The screen moved to a grainy picture of a man looking up at a camera above him, his head tilted slightly as though he were peering out of one eye that was stronger than the other.
Clara’s heart gave a strong jolt and she put her hand over her mouth.
“A masked man who helps the hopeless,” Mrs. Guillot said from behind her before coming around and placing two coffee cups on the table, the delicious scent of coffee and pumpkin spice drifting to Clara and breaking her from her shocked trance. “Well, if that doesn’t beat all. Am I the only one in the room who finds that quite . . . alluring?”

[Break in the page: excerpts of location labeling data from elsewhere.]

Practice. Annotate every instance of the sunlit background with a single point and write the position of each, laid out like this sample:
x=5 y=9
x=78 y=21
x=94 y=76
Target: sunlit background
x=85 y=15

Clara couldn’t help the startled laugh that bubbled up her throat as she turned to Mrs. Guillot. Alluring. No, no Mrs. Guillot was definitely not the only one. “Mrs. Guillot, I . . . I know him.”
Mrs. Guillot tilted her head, her eyes filling with surprise. “You do? Who is he?”
Clara shook her head. “I can’t tell. I mean, I didn’t know either, not until just now. He obviously doesn’t want anyone to know.”
Mrs. Guillot rested her hand on Clara’s. “Is he by any chance the man you weren’t sure if you were going to offer grace to from up close or from far away?”
“Yes.”
Mrs. Guillot nodded. “And what did you choose, dear?”
“Up close. Very up close.”
Mrs. Guillot’s lips tipped, and she gave Clara a knowing look. “I see.” She glanced at the television that had moved on to a different public interest story. “It seems it was a good call. Any man who acts the way that man is acting is very, very serious about redemption.”
She patted Clara’s hand again. “Now drink your coffee, dear. And then you go to that young man and offer him a little more grace. And this time, consider getting even closer.”